May 1, 2013, ABF news

The purpose of a criminal trial is to determine whether a person committed a criminal offense, not whether a person is good or bad generally. The logic of criminal blame involves a carefully calculated judgment about the act, the actor's mental state, and the harmful outcome. Psychological blame, on the other hand, is often intuitive and automatic, driven by a natural impulsive desire to defend social values and expectations.

Research by ABF Research Professor Janice Nadler shows that people unconsciously impose an extra penalty on an offender who is perceived as a bad person. "Blaming as a Social Process: The Influence of Character and Moral Emotion on Blame," published in Duke University's Journal of Law and Contemporary Problems (Volume 75, Number 2) is based on experimental simulations with 194 participants in an online survey.  Her main findings are:

  • If the skier was perceived as a lazy son and unreliable worker, people imposed a greater punishment than if he was hardworking and reliable off the slopes.

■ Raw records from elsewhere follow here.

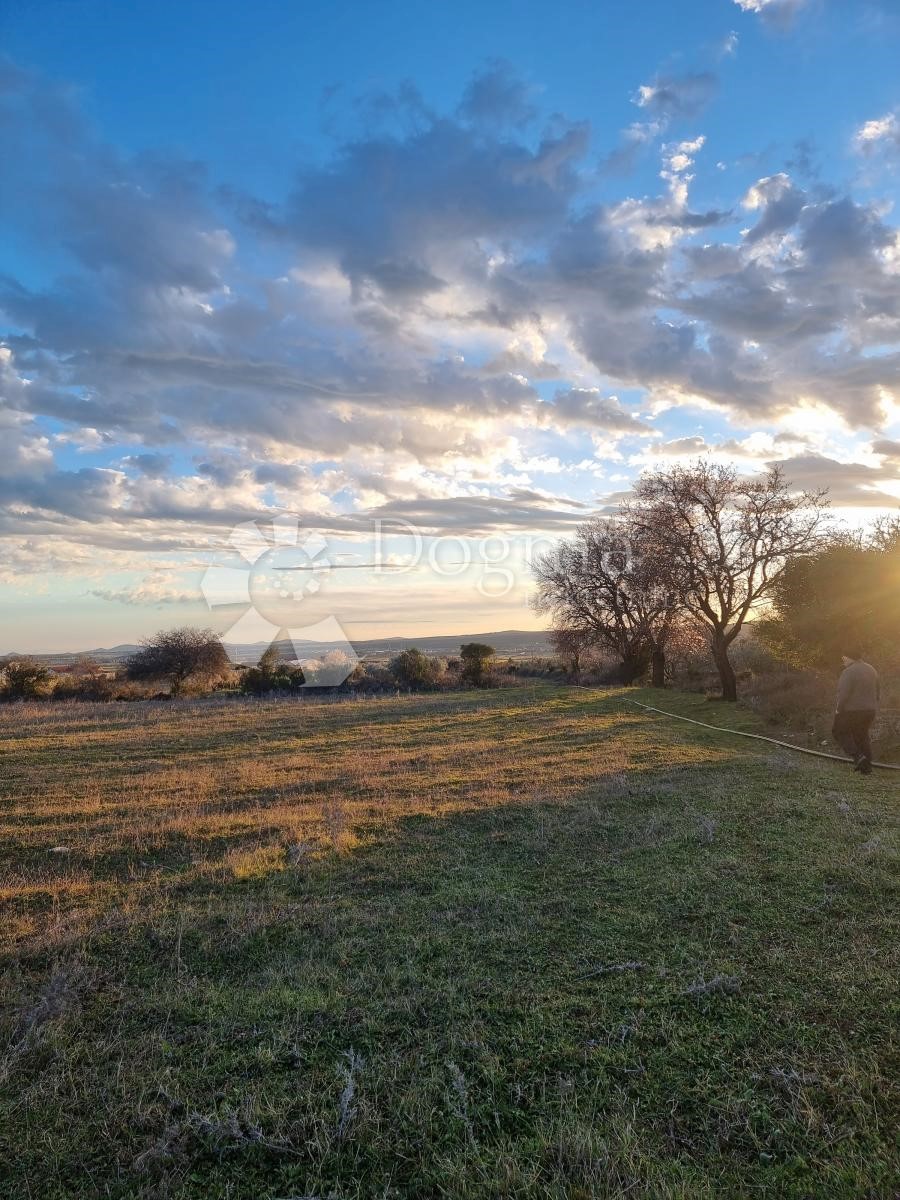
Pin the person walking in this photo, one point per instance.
(858, 696)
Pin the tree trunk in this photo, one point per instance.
(658, 661)
(726, 671)
(633, 666)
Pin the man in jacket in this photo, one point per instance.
(858, 697)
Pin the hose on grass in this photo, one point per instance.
(756, 737)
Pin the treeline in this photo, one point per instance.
(696, 553)
(195, 663)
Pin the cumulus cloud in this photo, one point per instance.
(879, 136)
(779, 13)
(376, 341)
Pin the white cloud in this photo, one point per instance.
(876, 136)
(777, 12)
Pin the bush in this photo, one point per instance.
(94, 685)
(414, 669)
(24, 679)
(475, 658)
(270, 675)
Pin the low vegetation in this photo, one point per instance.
(526, 942)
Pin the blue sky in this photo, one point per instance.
(437, 280)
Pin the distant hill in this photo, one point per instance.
(516, 642)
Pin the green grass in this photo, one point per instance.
(526, 943)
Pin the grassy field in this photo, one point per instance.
(526, 943)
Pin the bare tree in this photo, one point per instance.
(178, 655)
(724, 541)
(606, 583)
(571, 646)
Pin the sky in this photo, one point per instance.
(396, 295)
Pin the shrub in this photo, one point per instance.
(414, 669)
(475, 658)
(24, 679)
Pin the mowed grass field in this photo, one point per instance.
(528, 943)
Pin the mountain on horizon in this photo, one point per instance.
(508, 641)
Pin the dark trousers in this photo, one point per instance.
(851, 731)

  • The skier's flawed character not only prompted imposition of extra punishment but also inspired a stronger perception of intent as well as more intense moral emotions like disgust and anger.

  • Surprisingly, stronger perceptions of intent and intense emotions only emerged when people judged just one version of the skier-either the bad person or the good person. By contrast, when people were asked to consider both possibilities, they did not impose any extra punishment on the skier with the bad character. This suggests that the process of imposing an extra blame penalty for bad character operates on a level beneath conscious awareness.

The impulse to enhance blame and punishment based on general character flaws poses a problem in criminal trials, where jurors are instructed to make a decision about guilt based solely on the evidence rather on their impressions of the defendant's personality or likability. As author Janice Nadler observed, "This research suggests that seemingly innocuous information about a criminal defendant, such as whether he is an unreliable worker or an apathetic son, can insidiously communicate implications about blameworthiness and guilt. The Model Rules of Professional Conduct prohibit attorneys from making public statements that might prejudice a fair trial."

At the same time, these rules explicitly permit prosecutors to release "the identity, residence, occupation and family status of the accused." For some defendants, even this information can carry negative implications. Thus, news reports describing the defendant as "a local drifter" or "unemployed and divorced" might contribute to inferences about blameworthiness in guilt in a manner that was not anticipated by the drafters of the Model Rules.

Janice Nadler is Research Professor at the American Bar Foundation, and Professor of Law at Northwestern University School of Law. Her scholarly interests lie at the intersection of law and psychology, and her research focuses on social norms, compliance with the law, perceptions of injustice, negotiation, and dispute resolution.